The Opera Dev blog has posted a nice overview of HTML5 microdata. Webmonkey took a look at microdata last year, showing you how to extend HTML by adding custom vocabularies to your pages. Since then microdata has moved from barely known oddity to mainstream tool, thanks in part to schema.org.
Schema.org is a partnership between the major search engines — Google, Bing and Yahoo — to define a common set of microdata schemas for the web. Thanks to the hundreds of pre-defined schemas on schema.org, adding microdata to your site is just a matter of dropping in the schema that fits your content.
The easiest way to understand microdata is to consider a common use case. Let’s say you want to list details about a business on your page — the name, address, telephone number and so on. To do that you’ll need to use some vocabulary in addition to HTML, since there is no <business> tag. Using microdata, you can create your own custom name/value pairs to define a vocabulary that describes a business listing.
For more details on how to do that see our earlier microdata overview. Also check out the Opera Dev blog for some more microdata examples.
Once you understand the ideas behind microdata, take a look at the various schemas listed at schema.organd add the appropriate markup to your website’s templates.
Another handy tool that’s popped up since we last looked at microdata is Philip Jägenstedt’s live microdata viewer, which is a great way to check your microdata code and even see what it looks like when extracted to JSON.

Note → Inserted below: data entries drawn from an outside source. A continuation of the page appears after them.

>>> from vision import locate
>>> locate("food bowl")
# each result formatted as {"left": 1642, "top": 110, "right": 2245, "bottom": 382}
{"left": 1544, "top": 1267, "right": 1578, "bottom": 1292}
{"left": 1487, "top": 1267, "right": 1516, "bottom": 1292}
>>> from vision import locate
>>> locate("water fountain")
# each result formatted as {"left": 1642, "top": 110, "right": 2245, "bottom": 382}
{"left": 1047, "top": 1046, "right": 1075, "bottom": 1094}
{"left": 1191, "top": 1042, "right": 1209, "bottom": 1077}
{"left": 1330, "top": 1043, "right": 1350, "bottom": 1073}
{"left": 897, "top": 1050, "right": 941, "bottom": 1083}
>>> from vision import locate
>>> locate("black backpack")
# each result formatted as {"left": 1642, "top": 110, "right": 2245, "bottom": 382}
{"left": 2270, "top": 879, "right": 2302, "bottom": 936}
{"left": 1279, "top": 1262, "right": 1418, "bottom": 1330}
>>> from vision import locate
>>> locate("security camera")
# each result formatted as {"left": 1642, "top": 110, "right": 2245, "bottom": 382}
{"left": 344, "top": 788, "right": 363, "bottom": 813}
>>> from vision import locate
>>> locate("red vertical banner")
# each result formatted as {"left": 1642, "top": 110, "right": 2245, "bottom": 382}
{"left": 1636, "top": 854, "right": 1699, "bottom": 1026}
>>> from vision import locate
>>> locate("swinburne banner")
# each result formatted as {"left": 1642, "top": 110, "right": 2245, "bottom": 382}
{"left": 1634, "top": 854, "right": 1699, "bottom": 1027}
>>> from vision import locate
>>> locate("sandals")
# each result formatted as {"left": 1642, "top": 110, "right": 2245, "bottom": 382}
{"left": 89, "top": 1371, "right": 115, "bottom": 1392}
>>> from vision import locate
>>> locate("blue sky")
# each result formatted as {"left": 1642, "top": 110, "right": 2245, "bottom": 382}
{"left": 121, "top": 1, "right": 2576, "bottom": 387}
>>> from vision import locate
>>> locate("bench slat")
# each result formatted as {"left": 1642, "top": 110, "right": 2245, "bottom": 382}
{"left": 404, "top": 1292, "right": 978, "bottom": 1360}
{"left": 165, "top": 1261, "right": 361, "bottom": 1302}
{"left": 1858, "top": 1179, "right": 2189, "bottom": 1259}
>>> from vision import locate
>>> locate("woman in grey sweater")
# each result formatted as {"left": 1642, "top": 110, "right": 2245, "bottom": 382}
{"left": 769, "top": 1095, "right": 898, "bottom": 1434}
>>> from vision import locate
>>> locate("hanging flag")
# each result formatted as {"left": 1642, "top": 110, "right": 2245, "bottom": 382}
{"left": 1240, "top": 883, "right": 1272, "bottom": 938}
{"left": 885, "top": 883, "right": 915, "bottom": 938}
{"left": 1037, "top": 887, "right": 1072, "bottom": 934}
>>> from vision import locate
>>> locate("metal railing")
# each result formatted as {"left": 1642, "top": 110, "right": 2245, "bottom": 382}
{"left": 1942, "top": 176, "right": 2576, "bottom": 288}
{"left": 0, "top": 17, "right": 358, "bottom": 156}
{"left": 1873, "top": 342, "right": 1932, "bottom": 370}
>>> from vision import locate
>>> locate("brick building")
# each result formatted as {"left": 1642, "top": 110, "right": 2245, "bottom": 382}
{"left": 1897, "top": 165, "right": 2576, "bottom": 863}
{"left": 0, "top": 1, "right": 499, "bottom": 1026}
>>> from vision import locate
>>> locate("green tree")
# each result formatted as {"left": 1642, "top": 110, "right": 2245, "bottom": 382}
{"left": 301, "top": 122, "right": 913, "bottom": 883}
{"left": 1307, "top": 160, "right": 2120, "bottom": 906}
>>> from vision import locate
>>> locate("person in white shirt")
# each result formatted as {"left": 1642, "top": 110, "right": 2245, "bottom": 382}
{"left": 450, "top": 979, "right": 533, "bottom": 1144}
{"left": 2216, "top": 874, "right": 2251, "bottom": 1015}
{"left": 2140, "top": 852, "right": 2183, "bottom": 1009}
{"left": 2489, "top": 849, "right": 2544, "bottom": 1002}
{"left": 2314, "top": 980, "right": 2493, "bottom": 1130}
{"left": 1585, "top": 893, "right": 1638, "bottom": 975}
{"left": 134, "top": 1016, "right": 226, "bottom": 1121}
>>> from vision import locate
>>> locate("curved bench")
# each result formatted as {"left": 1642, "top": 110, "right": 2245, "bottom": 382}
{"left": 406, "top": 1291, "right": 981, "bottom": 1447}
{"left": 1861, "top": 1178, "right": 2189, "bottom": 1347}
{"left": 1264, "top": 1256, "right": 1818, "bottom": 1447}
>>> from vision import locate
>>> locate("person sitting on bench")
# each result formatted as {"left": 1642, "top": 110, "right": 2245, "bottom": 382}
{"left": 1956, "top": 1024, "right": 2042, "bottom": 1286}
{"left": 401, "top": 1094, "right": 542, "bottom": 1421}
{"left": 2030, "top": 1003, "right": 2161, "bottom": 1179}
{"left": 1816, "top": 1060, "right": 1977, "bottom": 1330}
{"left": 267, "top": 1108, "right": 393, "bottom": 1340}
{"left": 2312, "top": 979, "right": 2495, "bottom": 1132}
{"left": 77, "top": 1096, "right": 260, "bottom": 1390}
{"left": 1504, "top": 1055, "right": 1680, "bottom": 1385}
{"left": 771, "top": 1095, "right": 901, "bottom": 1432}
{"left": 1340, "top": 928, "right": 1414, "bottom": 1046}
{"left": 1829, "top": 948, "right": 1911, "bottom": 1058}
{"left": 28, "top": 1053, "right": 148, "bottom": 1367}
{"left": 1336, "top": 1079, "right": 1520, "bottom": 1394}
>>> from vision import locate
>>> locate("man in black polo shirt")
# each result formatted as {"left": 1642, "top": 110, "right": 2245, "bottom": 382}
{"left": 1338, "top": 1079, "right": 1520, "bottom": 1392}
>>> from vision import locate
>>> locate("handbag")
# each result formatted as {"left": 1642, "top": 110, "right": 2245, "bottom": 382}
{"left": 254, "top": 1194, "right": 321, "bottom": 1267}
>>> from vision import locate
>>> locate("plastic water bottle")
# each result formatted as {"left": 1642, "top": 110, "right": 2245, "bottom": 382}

Also, keep in mind that it isn’t just search engine spiders that stand to benefit from microdata on your pages. The HTML5 spec also defines a set of DOM APIs for web browsers to read and manipulate microdata on your pages. At the moment, very few browser support microdata, but Opera recently released an experimental build with some microdata support. Look for other web browsers to begin adding microdata support in the near future.
The more information you can give the web, the more it can do with that information. Eventually, search engines could use microdata to find your friends on the web (like XRD and WebFinger) and browsers could use it to connect you with those friends no matter what flavor-of-the-month social site they might be using.